For many years, a role for inflammation in the development of T2DM has been hypothesized based on the reported associations between higher concentrations of inflammatory biomarkers such as CRP and interleukin-6 (IL-6) and T2DM risk [47]. A large MR research with CHD as the major outcome found that a functional variation causing defective signaling at the IL-6 receptor had a substantial influence on reduced T2DM risk [48]. However, in a comprehensive GWA meta-analysis, the same functional variation was found to be unrelated to T2DM risk [49]. Although the inflammatory theory in T2DM pathogenesis looks feasible, data from magnetic resonance imaging studies has yet to support it. However, bigger trials and investigations into additional inflammatory pathways may provide different results.

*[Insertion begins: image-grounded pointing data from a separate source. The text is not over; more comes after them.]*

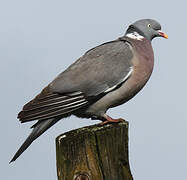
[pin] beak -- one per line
(162, 34)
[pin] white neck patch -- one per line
(135, 35)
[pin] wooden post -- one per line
(94, 153)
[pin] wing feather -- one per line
(48, 105)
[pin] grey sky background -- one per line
(40, 38)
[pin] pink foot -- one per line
(110, 120)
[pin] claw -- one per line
(109, 120)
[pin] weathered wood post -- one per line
(94, 153)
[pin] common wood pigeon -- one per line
(104, 77)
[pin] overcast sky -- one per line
(40, 38)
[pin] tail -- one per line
(38, 129)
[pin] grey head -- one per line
(147, 28)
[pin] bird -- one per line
(106, 76)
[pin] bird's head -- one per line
(147, 28)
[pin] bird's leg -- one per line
(108, 120)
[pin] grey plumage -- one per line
(104, 77)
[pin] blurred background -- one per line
(41, 38)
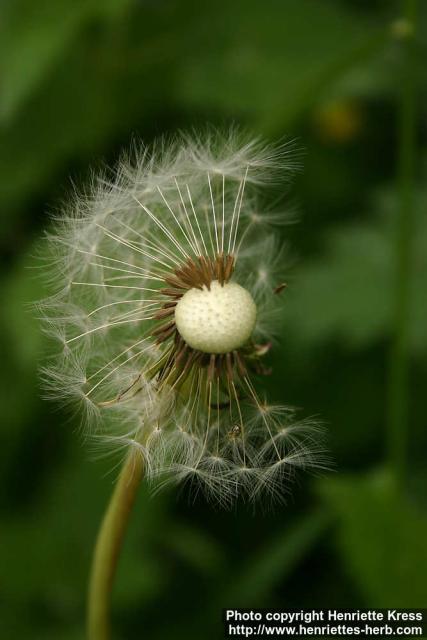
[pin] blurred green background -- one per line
(78, 80)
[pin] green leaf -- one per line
(33, 36)
(276, 561)
(269, 65)
(381, 538)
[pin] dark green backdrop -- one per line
(78, 80)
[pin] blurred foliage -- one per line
(77, 81)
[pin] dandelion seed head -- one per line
(166, 274)
(216, 320)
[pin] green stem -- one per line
(107, 548)
(399, 362)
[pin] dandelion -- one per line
(170, 279)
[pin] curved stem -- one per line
(108, 545)
(399, 362)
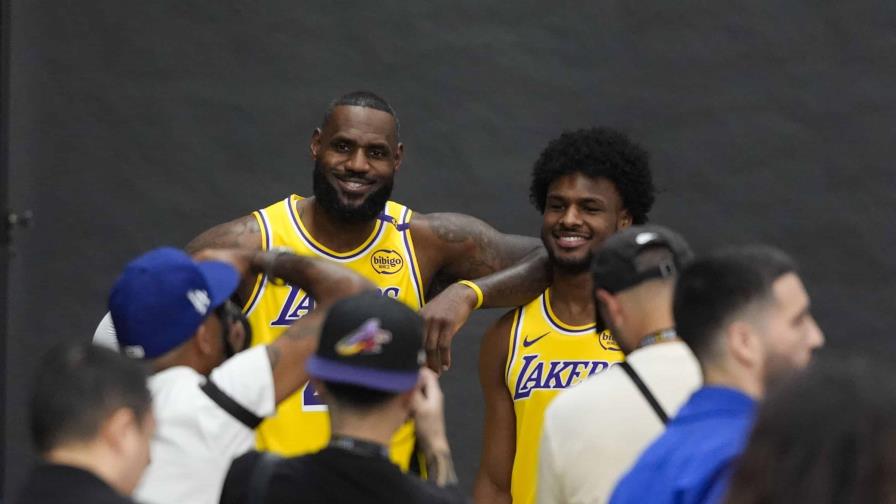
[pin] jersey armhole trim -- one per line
(412, 257)
(513, 339)
(261, 281)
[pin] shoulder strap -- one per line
(235, 409)
(648, 395)
(261, 477)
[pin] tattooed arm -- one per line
(242, 233)
(325, 280)
(509, 269)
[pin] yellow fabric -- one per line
(476, 289)
(386, 258)
(545, 356)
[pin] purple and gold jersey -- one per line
(386, 258)
(546, 356)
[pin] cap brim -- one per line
(377, 379)
(222, 279)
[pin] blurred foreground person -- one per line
(745, 314)
(91, 421)
(368, 371)
(828, 437)
(634, 275)
(208, 395)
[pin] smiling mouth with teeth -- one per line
(570, 240)
(353, 185)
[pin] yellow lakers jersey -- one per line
(544, 357)
(386, 258)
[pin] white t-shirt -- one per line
(104, 335)
(195, 439)
(594, 432)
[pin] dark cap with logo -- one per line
(614, 267)
(370, 341)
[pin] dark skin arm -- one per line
(509, 269)
(499, 438)
(326, 281)
(241, 233)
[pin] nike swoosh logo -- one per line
(527, 342)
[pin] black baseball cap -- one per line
(371, 341)
(614, 267)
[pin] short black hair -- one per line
(826, 435)
(77, 387)
(355, 397)
(366, 99)
(718, 286)
(597, 152)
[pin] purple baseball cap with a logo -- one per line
(370, 341)
(163, 296)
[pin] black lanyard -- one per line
(360, 447)
(650, 339)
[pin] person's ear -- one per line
(625, 219)
(203, 339)
(315, 143)
(744, 344)
(399, 156)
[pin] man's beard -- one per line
(777, 371)
(569, 266)
(328, 198)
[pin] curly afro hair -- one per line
(597, 152)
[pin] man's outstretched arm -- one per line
(508, 270)
(324, 280)
(241, 233)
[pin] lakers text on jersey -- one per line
(386, 258)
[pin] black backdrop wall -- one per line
(135, 124)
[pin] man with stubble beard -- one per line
(588, 184)
(350, 220)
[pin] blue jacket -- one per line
(690, 462)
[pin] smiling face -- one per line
(356, 154)
(790, 333)
(580, 212)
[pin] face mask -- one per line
(230, 315)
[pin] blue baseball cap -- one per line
(163, 296)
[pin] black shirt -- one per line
(334, 475)
(59, 484)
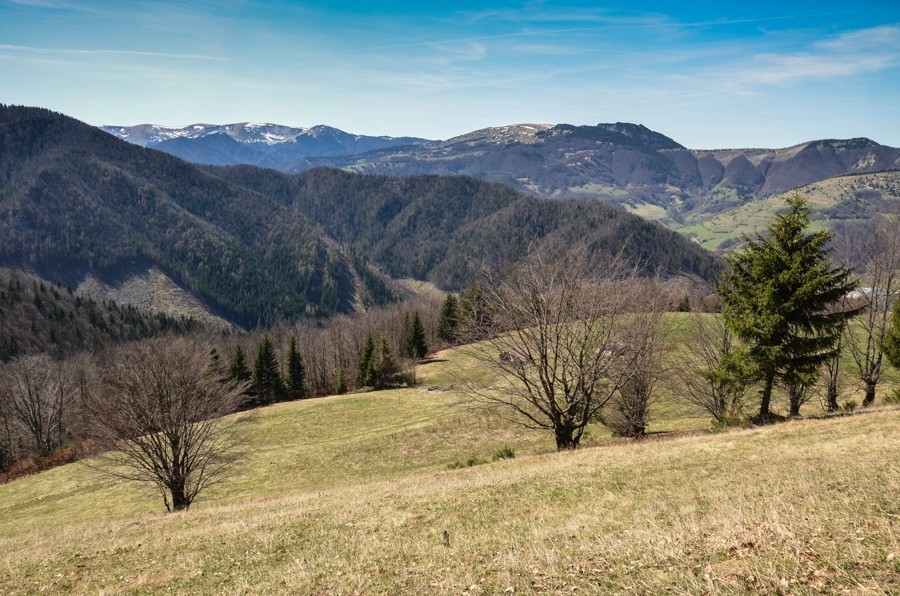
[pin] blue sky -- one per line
(708, 74)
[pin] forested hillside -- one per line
(40, 317)
(444, 228)
(75, 199)
(255, 246)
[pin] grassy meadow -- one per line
(352, 495)
(748, 218)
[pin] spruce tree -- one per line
(295, 375)
(267, 384)
(385, 368)
(237, 366)
(341, 385)
(415, 346)
(448, 319)
(775, 297)
(366, 366)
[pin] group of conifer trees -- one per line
(268, 384)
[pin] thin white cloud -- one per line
(774, 69)
(75, 52)
(852, 53)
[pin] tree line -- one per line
(575, 339)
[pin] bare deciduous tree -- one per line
(648, 333)
(879, 284)
(39, 393)
(557, 348)
(709, 370)
(159, 409)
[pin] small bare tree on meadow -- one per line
(160, 411)
(647, 336)
(38, 395)
(879, 286)
(557, 334)
(710, 373)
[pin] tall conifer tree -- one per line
(295, 375)
(775, 298)
(267, 384)
(237, 366)
(366, 366)
(448, 319)
(416, 347)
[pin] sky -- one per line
(708, 74)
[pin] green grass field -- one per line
(351, 494)
(731, 224)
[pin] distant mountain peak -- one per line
(523, 133)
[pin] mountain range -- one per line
(252, 246)
(626, 164)
(259, 144)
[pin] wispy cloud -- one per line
(54, 5)
(69, 52)
(853, 53)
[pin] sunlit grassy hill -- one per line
(352, 494)
(835, 200)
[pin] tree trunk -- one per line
(565, 438)
(180, 501)
(870, 393)
(764, 414)
(832, 398)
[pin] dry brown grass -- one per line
(352, 494)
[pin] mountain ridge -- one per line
(255, 245)
(621, 163)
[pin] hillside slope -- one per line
(803, 506)
(76, 201)
(254, 246)
(835, 202)
(445, 228)
(39, 317)
(627, 164)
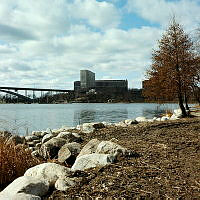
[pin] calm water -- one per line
(19, 118)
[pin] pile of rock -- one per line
(36, 181)
(65, 145)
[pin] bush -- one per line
(14, 161)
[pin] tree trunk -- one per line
(181, 105)
(186, 102)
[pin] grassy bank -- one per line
(165, 165)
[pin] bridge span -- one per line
(35, 89)
(14, 91)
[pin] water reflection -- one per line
(99, 115)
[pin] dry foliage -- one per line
(14, 161)
(175, 66)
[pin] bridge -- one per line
(25, 97)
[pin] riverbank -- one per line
(166, 163)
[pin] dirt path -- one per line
(166, 164)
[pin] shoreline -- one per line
(158, 148)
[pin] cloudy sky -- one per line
(44, 43)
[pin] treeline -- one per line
(175, 69)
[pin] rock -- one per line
(43, 133)
(108, 147)
(90, 147)
(90, 127)
(38, 145)
(23, 196)
(48, 171)
(158, 119)
(92, 160)
(106, 123)
(26, 184)
(16, 139)
(164, 118)
(5, 134)
(47, 137)
(37, 133)
(50, 148)
(69, 152)
(70, 137)
(178, 113)
(35, 154)
(141, 119)
(31, 144)
(63, 184)
(63, 154)
(174, 117)
(30, 138)
(122, 124)
(130, 121)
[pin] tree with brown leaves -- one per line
(174, 66)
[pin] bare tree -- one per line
(174, 66)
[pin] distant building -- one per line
(87, 82)
(87, 79)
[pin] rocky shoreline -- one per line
(81, 155)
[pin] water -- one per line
(23, 118)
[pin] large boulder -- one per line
(25, 184)
(65, 183)
(92, 160)
(90, 147)
(108, 147)
(16, 139)
(23, 196)
(50, 148)
(130, 121)
(178, 113)
(30, 138)
(48, 171)
(90, 127)
(47, 137)
(69, 152)
(70, 137)
(141, 119)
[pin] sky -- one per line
(45, 43)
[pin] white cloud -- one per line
(97, 14)
(161, 11)
(47, 42)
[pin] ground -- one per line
(165, 164)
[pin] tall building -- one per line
(87, 82)
(87, 79)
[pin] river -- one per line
(24, 118)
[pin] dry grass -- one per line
(14, 161)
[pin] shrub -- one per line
(14, 161)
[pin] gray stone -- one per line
(90, 147)
(50, 148)
(30, 138)
(37, 133)
(48, 171)
(108, 147)
(65, 183)
(90, 127)
(69, 152)
(141, 119)
(16, 139)
(63, 154)
(27, 185)
(47, 137)
(23, 196)
(92, 160)
(70, 137)
(130, 121)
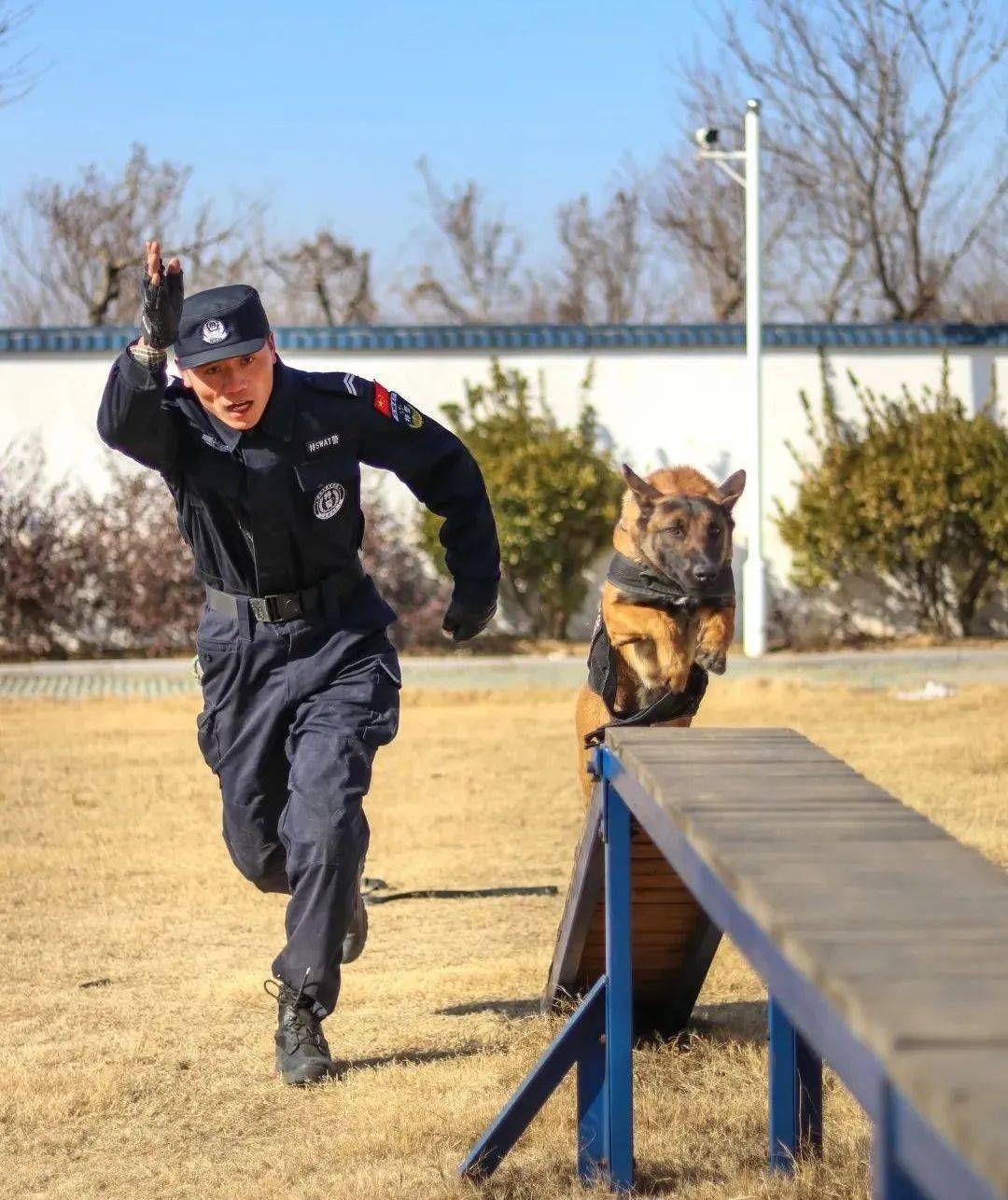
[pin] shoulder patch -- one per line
(382, 399)
(395, 408)
(344, 384)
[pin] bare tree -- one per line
(72, 247)
(16, 78)
(604, 260)
(479, 277)
(701, 211)
(323, 278)
(872, 102)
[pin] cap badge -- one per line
(214, 331)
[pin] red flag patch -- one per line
(382, 401)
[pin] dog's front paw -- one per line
(715, 662)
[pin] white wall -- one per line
(659, 406)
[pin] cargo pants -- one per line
(293, 716)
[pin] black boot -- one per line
(301, 1050)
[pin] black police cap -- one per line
(221, 323)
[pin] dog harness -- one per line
(645, 586)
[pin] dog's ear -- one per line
(731, 490)
(647, 495)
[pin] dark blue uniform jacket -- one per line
(277, 508)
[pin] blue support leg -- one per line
(620, 1005)
(889, 1181)
(592, 1110)
(576, 1040)
(796, 1094)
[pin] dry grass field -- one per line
(137, 1040)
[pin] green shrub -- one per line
(914, 495)
(554, 495)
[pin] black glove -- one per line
(460, 624)
(161, 309)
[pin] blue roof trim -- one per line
(544, 338)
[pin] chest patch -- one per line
(322, 444)
(329, 499)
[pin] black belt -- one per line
(289, 605)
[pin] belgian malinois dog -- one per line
(676, 531)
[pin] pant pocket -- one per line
(383, 725)
(206, 738)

The application of the MR technique reduced inverse causality and confounding factors' influence with the findings, which may make them more credible than results from epidemiological studies. To the greatest of our knowledge, this study offers the first MR analysis of this problem. There must be some restrictions mentioned, though. First, we were incapable of identify whether individuals who participated in the GWAS used in the MR investigations coincided. Nonetheless, the F statistic has the potential to reduce the departure from participant overlap [50]. Second, using a rigorous various testing adjustment would have been overly conservative given the biologic validity and the cross statistical technique, potentially omitting possible causal factors for T2DM. As a result, We neglected to take repeated testing into consideration. Third, the findings of the research may not be generalizable to other ethnic groups because the most of GWAS volunteers were of European heritage.